7 years ago today Google announced the Penguin algorithm update, which came just over a year after Google Panda and a few months after the Top Heavy Update (an update that penalised sites with too many ads or too little content above the fold).
Google Penguin certainly got the SEO forums fired up and over the weeks and months after Penguin touched down; we saw the full extent of the update. When Penguin first launched in April 2012, it affected more than 3 percent of search results.
The algorithm update was rolled out to improve the quality of search for the user, targeting spammy websites that had poor link profiles or had engaged in manipulative link building practices. In the years before this update SEO’s counted largely on keyword-text based links and the sheer volume of links to help them climb the rankings to gain higher positions.

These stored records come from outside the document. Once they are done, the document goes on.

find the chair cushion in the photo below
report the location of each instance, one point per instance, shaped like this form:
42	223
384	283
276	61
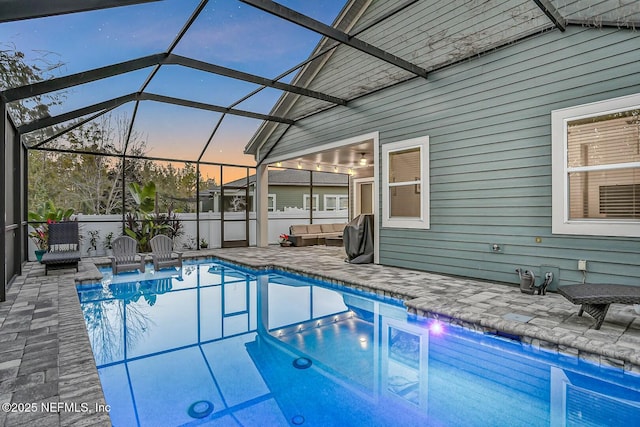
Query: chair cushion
314	229
62	257
298	229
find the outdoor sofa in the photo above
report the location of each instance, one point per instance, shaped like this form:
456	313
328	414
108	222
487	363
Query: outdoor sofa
315	234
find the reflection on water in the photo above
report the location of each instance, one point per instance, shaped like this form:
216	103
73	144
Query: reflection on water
223	341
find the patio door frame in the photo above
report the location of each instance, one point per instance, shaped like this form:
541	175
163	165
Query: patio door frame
357	194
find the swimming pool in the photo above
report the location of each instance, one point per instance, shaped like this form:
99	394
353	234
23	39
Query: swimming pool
218	345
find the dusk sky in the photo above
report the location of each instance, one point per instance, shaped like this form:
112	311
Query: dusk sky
227	33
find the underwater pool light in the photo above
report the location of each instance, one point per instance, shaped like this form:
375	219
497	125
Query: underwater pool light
436	327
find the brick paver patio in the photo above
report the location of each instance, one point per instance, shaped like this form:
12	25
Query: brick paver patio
46	360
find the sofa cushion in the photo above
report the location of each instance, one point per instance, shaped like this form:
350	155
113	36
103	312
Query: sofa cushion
298	229
314	229
339	227
327	228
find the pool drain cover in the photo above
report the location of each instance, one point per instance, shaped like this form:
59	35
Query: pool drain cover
200	409
302	363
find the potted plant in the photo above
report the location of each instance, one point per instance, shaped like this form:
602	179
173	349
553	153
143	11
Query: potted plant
45	215
284	240
108	243
94	235
40	236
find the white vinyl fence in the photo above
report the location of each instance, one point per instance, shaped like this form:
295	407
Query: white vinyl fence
279	223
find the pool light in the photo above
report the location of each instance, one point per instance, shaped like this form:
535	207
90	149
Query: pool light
436	327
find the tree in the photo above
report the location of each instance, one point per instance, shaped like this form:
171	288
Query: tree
16	72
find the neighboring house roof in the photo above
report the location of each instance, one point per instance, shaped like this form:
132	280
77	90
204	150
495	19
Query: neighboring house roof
294	177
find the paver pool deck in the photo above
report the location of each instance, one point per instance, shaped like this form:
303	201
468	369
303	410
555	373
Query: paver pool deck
46	360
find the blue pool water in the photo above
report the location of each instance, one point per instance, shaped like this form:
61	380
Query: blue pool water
221	346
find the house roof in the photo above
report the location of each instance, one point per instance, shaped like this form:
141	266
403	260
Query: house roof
432	35
364	47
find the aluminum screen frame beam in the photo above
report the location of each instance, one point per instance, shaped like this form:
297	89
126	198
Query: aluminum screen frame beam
80	78
116	102
17	10
251	78
552	13
332	33
211	107
59	83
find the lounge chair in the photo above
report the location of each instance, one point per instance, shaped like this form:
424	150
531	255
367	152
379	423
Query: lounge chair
125	255
595	299
163	254
63	246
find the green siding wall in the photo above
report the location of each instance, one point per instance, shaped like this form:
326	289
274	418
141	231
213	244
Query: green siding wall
489	125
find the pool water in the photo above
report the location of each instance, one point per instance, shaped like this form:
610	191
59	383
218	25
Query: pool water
212	344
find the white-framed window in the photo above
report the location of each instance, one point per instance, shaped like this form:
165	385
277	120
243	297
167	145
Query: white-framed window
596	168
306	202
405	181
336	202
271	202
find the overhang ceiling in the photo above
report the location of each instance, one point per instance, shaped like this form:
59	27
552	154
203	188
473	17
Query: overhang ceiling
200	79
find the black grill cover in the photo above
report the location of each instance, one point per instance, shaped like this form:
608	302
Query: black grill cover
358	239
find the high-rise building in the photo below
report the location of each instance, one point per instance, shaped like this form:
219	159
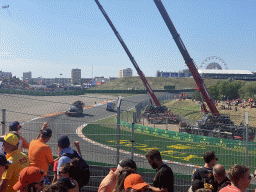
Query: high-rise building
125	73
76	76
5	74
27	76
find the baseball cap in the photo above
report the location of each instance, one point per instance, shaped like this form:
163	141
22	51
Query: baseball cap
28	175
128	163
134	181
3	160
47	132
10	138
67	183
63	141
14	125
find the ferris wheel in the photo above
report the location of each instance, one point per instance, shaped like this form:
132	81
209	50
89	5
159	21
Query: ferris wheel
214	62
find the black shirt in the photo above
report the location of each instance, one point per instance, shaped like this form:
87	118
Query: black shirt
224	183
164	178
206	175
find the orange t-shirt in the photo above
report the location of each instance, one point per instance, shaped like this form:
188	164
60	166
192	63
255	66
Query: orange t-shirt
40	154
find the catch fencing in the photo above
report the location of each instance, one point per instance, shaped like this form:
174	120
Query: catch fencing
99	143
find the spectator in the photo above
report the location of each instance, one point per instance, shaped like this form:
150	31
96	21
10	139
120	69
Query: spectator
14	127
19	159
203	190
64	147
121	177
56	187
40	154
4	164
30	180
254	178
205	173
67	183
199	184
66	170
164	176
240	179
108	183
219	174
135	182
56	161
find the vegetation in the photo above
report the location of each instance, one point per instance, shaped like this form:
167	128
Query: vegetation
156	83
171	149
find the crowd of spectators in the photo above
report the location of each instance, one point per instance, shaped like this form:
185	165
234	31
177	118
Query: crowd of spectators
29	173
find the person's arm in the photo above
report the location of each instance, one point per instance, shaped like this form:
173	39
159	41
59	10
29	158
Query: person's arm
45	126
4	184
25	144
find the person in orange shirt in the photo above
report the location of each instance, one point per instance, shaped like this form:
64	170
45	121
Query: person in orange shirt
40	154
19	161
30	179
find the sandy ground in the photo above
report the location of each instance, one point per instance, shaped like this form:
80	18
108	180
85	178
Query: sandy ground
23	108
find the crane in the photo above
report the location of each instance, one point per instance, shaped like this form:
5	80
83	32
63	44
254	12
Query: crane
188	60
140	73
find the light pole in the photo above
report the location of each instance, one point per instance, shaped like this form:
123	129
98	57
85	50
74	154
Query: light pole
60	78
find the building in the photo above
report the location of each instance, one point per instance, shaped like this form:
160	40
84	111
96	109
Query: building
4	75
227	74
101	79
181	74
27	76
125	73
76	76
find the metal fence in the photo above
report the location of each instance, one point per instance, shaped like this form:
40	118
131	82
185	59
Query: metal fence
98	141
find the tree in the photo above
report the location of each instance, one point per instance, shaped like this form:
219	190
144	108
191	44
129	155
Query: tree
197	96
248	90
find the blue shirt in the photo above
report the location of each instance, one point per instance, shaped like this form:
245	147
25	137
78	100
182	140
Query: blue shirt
64	159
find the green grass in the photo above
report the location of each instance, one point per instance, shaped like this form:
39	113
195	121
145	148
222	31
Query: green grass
173	150
155	83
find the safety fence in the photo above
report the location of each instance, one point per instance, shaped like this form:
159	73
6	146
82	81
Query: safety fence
98	138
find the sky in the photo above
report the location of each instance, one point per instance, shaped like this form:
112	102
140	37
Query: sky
51	37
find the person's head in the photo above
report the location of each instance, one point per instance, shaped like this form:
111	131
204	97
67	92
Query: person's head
219	173
63	142
240	176
10	142
56	187
30	177
203	190
14	126
210	158
134	182
121	177
126	163
46	134
197	184
67	170
67	182
154	158
4	164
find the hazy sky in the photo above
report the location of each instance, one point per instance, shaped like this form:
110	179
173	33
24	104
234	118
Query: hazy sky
49	37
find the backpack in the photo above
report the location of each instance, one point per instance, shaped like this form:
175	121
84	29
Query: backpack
83	172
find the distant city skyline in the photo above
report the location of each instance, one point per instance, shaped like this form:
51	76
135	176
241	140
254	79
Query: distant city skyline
53	37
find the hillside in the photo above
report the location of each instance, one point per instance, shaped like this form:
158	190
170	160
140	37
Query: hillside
155	83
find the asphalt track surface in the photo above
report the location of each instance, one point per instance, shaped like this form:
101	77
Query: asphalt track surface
63	124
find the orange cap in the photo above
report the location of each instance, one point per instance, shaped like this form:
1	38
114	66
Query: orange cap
134	181
28	175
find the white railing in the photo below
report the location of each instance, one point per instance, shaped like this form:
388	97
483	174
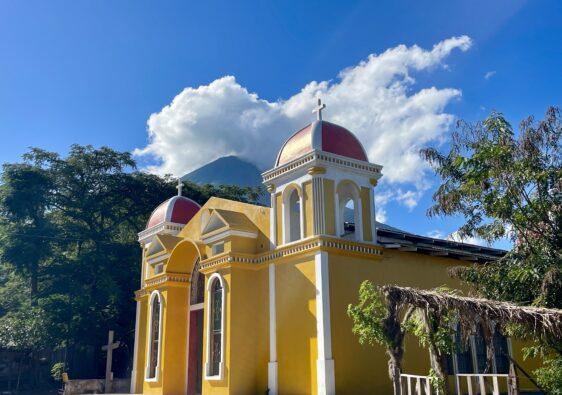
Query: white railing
412	384
481	384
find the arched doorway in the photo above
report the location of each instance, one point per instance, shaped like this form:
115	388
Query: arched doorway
195	359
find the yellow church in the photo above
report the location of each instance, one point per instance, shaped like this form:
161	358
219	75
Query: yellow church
242	299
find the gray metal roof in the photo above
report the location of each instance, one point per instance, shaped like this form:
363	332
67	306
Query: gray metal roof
394	238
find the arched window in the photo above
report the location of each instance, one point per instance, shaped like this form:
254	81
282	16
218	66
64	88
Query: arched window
214	367
292	215
348	206
153	367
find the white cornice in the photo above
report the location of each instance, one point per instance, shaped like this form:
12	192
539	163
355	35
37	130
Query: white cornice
172	228
325	159
228	232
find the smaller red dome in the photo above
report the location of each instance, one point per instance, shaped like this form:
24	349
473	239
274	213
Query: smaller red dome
178	209
322	136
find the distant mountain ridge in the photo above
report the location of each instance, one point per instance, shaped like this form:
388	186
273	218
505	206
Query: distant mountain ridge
228	170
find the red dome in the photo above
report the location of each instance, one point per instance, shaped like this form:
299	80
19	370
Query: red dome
322	136
178	210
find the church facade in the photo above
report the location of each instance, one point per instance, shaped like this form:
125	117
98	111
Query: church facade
244	299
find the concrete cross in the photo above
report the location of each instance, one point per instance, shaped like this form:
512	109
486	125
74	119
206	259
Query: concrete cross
109	348
180	186
318	110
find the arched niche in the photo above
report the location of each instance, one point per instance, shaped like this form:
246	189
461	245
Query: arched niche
183	257
349	219
293	213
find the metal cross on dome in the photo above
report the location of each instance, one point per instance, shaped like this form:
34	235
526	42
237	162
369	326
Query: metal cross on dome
318	109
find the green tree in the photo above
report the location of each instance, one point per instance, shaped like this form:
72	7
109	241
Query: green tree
68	227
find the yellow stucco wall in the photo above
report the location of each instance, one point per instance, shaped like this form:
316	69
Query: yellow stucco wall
219	387
279	219
359	369
330	206
296	326
249	331
366	207
308	209
141	346
173	347
363	369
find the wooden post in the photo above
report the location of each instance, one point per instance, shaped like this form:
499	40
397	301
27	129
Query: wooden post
108	373
512	381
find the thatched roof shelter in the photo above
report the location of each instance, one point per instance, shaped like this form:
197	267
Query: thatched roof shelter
540	322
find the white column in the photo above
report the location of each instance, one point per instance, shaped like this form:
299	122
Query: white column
373	215
325	363
273	222
301	214
135	352
319	227
272	365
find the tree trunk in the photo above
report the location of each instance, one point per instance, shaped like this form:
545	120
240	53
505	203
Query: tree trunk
394	373
434	354
512	381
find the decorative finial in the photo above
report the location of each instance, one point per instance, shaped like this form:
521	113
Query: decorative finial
318	110
180	186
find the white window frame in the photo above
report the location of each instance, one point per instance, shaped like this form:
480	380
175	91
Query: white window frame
340	204
215	277
215	247
156	378
286	211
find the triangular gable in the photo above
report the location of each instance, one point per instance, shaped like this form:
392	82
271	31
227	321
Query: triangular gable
162	243
237	220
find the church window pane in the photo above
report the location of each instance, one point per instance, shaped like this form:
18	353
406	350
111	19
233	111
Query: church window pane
154	337
216	327
480	351
292	216
500	353
463	351
197	290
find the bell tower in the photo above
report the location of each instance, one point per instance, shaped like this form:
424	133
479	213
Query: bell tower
322	184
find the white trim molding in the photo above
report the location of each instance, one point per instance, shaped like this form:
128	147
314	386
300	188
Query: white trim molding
135	351
287	212
156	378
228	233
272	366
215	277
325	363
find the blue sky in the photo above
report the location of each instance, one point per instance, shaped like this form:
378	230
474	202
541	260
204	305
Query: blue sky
93	72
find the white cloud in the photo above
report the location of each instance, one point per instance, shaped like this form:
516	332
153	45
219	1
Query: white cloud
380	215
467	240
436	234
374	99
409	198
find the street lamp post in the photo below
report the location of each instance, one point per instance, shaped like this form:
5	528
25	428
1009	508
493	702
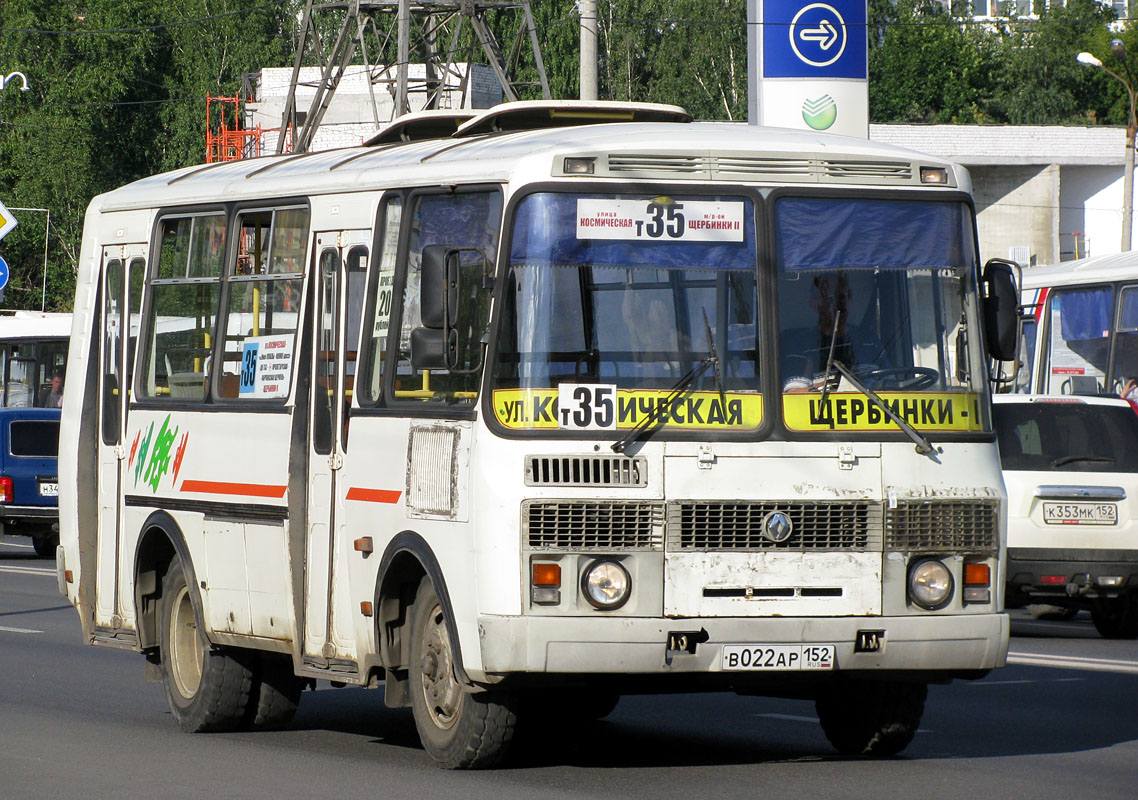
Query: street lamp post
1128	165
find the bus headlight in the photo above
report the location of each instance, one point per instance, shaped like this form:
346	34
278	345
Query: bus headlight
930	584
605	585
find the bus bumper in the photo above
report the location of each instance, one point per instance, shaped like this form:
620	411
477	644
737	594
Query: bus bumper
626	646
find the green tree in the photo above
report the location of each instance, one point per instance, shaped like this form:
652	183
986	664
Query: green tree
926	66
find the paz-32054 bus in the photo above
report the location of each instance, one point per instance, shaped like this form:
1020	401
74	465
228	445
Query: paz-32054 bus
542	410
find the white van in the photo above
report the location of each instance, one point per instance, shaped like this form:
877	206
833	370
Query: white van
1071	469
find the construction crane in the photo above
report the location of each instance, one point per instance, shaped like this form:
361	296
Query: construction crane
417	26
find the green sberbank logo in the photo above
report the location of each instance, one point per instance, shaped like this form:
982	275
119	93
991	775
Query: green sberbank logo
819	114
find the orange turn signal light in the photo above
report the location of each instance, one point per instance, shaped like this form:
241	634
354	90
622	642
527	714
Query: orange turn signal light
978	575
546	575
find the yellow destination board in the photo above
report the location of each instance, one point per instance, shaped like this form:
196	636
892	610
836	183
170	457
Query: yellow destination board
852	411
582	407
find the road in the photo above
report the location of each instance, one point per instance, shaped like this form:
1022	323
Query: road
80	722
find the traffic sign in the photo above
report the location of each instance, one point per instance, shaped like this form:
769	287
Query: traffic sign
7	221
821	40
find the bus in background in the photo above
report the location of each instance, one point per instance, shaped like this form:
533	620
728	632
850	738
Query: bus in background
1080	327
584	400
33	359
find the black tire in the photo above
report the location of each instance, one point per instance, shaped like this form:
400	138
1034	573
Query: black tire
274	694
46	544
459	728
1115	617
871	718
207	687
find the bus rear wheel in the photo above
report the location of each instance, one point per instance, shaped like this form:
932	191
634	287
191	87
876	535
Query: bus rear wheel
460	730
871	718
274	694
207	687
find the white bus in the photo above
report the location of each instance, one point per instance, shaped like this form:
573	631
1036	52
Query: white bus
1080	330
527	418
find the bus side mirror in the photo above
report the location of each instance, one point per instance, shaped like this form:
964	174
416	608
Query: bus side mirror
1002	310
435	345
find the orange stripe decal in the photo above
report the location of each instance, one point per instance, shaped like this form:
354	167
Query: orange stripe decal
224	487
373	495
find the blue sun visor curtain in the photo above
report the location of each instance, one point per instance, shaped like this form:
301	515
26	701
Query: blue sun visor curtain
1085	313
544	232
830	233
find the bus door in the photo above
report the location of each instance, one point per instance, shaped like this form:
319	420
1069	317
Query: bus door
121	289
341	262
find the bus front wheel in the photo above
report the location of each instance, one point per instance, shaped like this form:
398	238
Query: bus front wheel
871	717
460	730
207	687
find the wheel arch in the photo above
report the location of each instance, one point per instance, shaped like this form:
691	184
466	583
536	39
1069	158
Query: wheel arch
407	559
162	539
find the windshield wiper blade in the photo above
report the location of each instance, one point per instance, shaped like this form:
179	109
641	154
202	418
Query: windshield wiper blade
924	446
653	422
830	356
1072	459
714	357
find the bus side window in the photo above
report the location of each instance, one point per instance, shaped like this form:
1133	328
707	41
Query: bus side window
467	222
184	291
380	302
264	299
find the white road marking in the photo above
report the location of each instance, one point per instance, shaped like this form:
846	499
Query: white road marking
813	720
1073	662
5	628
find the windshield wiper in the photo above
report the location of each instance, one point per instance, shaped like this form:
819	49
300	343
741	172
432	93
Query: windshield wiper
924	446
653	422
1072	459
830	357
715	359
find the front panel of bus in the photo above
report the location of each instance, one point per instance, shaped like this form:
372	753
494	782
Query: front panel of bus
740	417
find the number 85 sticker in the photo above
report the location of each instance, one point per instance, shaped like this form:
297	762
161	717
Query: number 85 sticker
587	406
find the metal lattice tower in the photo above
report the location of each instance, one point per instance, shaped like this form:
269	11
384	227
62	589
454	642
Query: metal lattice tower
417	27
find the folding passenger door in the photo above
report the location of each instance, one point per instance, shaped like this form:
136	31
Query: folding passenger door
121	291
341	261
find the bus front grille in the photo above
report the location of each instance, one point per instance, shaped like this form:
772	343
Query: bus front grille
586	470
592	525
942	526
734	526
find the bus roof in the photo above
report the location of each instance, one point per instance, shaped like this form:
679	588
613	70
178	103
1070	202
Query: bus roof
33	324
1091	270
651	150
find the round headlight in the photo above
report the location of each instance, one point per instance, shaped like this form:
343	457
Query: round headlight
605	585
930	584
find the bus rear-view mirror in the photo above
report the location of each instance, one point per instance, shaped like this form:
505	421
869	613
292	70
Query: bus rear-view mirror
1002	308
435	345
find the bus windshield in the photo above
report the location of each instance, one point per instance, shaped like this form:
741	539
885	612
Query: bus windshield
881	287
632	291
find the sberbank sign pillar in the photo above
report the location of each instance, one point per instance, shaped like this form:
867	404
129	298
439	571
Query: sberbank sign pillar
807	65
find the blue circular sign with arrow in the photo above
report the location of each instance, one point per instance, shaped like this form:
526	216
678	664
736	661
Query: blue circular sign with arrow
817	34
818	40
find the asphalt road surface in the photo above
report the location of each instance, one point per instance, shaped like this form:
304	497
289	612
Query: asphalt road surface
81	722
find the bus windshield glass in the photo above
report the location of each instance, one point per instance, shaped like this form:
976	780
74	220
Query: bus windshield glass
613	300
885	288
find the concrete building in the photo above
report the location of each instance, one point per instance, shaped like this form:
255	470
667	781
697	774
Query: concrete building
1042	194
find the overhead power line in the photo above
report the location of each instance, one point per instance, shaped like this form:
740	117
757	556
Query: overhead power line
141	29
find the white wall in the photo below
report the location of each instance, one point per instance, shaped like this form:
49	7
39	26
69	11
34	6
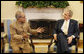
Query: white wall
8	10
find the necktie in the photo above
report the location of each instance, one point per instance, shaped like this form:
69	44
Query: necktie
65	30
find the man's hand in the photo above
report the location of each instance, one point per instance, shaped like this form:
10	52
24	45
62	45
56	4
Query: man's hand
70	39
25	36
40	30
55	37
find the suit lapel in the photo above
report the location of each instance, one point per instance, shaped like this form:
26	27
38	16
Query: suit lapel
70	25
61	23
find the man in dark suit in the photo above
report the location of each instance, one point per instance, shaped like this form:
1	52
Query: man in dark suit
66	30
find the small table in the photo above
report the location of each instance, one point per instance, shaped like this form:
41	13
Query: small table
41	45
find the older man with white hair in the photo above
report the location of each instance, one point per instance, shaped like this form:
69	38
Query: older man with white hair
20	31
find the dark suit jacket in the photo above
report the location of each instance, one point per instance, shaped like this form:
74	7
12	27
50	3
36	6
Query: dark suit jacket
72	30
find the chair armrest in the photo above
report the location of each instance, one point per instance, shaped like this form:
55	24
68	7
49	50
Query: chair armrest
6	48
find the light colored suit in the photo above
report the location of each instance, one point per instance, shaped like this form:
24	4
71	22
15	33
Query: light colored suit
17	30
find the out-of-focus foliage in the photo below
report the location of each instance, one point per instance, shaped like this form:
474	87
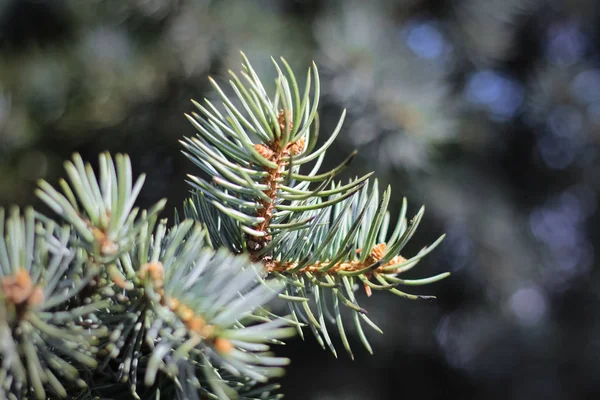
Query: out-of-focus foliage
489	110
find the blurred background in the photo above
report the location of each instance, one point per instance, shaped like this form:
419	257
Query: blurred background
485	111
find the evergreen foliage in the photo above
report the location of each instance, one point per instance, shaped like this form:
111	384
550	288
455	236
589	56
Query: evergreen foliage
109	302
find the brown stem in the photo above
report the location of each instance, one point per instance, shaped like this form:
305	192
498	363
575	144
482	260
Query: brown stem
274	152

The SERPS were miss-match of poor landing pages (doorway pages) and spam sites ranking in prominent positions because there was nothing in place to measure quality – nothing significant anyway.
After April 2012 we entered a new age of search, an age where content became king, and the quality of content became a much stronger ranking signal. Those that had spent time writing unique, interesting and noteworthy content would be seen as a genuine, authoritative website – triggering other ranking signals such as social shares and earned links.
Google tightened up the search algorithm to provide users with a better experience, allowing them to find the best results that relate to their search query. In the years following the initial Penguin release we saw numerous data refresh versions roll-out, and of course Penguin 4, the final Penguin update in which we saw Penguin become a part of the core algorithm.